Энни старалась успокоить себя, понимая, что Фрэнк и Эрик различны, как ночь и день. Теперь она думала об Эрике как о брате, – ущербном, уязвимом, издерганном, пробудившем в ней материнские инстинкты и именно этим покорившем ее.
Фрэнк же был воплощением спокойной воли, поддерживающей и дающей ей силы, а его ласки пробуждали смятение чувств, выливавшееся в жаркие взрывы экстаза.
Но основой характера Фрэнка было не только стремление защитить. Энни считала его настоящим мужчиной в истинном значении этого слова. В самые интимные моменты она чувствовала, как его семя наполняет ее, словно таинственный поток жизни, полной будущих детей, их лицами, голосами и неизвестными судьбами.
Мечта сжигала сердце Энни, а возможность ее осуществления лишала дыхания, переполняя до сих пор не ведомой радостью.
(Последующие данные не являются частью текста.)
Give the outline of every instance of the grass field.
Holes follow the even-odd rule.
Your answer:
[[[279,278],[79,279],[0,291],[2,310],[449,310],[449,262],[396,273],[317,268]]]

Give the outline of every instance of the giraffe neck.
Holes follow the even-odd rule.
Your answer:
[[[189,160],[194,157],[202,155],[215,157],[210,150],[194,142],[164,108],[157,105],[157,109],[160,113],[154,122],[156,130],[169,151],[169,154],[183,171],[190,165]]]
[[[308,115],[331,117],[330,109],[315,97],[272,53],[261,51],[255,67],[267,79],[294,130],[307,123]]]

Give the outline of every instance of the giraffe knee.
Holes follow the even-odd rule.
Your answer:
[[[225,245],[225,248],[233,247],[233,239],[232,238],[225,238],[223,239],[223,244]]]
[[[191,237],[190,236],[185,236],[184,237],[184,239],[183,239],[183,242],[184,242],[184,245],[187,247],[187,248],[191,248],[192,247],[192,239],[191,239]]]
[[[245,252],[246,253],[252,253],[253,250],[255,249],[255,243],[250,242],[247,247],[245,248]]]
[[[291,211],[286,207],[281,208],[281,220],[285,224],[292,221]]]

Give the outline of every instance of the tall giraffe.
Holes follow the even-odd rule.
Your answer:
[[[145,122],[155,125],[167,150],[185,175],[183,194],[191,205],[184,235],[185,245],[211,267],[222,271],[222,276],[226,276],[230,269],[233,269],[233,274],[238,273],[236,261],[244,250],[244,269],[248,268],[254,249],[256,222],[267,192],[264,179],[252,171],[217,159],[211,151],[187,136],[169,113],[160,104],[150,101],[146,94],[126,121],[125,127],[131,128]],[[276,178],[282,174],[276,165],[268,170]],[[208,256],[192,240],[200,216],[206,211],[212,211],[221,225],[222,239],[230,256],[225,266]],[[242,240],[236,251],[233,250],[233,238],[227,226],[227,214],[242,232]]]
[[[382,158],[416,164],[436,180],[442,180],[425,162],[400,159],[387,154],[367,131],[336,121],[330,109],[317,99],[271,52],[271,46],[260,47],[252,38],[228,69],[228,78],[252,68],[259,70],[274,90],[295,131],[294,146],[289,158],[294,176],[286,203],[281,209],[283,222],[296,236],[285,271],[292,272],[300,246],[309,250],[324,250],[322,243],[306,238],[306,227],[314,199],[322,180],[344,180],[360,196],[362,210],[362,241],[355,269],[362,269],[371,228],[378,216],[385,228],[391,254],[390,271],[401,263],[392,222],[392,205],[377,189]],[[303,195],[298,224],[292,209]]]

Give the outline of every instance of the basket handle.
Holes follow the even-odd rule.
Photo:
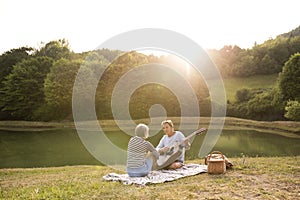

Так легко было представить Фрэнка в роли отца, обращающегося с детьми с терпеливым спокойствием, знакомым немногим мужчинам.
Но даже в фантазиях Энни не осмеливалась представить рядом с ним себя или сознательно надеяться на то, что эти дети станут плодами ее чрева.
Измученная своими мыслями, Энни совсем запуталась в своих выводах и перестала понимать, что происходит в ней.
По ночам, лежа в объятиях Фрэнка или наблюдая, как он ходит по комнате, спокойный, исполненный достоинства, она ощущала, как волна искушения вновь поднималась в ней. Эта поразительная мощь словно манила Энни отдаться целиком, положиться только на нее, черпать мужество, которого девушка больше не могла обрести в себе одной. Она ощущала трепет беспомощности, женского голода, выбивающий ее из колеи – ведь Энни так долго полагалась только на себя. Только теперь земля была выбита из-под ног. И все из-за Фрэнка. Словно изменившая направление орбита, о которых говорила Марго, жизнь Энни вышла из-под контроля. И теперь единственная опора, к которой могла стремиться Энни, был тот самый человек, внесший столько хаоса в ее существование.
Но Фрэнк не мог этого знать, он и не подозревал, какое смятение вызвало в жизни Энни его появление. Особенно остро эти вопросы мучили Энни теперь, когда она разрывалась между вновь открывшейся карьерой и бесконечным желанием получить что-то, стоящее вне личных амбиций, кино или театра. Должна ли Энни освободить Фрэнка, предоставив его собственной судьбе? Но сама Энни понимала, что с каждым днем все больше принадлежит ему. Похоже, обратной дороги не было – Энни бесповоротно попала под власть чар Фрэнка Маккенны.
Видя, что Энни вновь дрожит, хотя вода была довольно теплая, Марго нахмурилась.
– Выходи, – велела она, протягивая тонкую руку, чтобы вытащить Энни. – Думаю, на сегодня достаточно.
Она помогла Энни выйти, расстелила полотенце на нагретом солнцем кафеле.
– Болит что-нибудь? – спросила она, потянувшись за бутылкой с лосьоном. – Скажи правду.
– Ну, из-за твоего сумасшедшего цирка я ушибла лоб, – пробормотала Энни, поеживаясь от прикосновения прохладных ладоней, втирающих в плечи лосьон.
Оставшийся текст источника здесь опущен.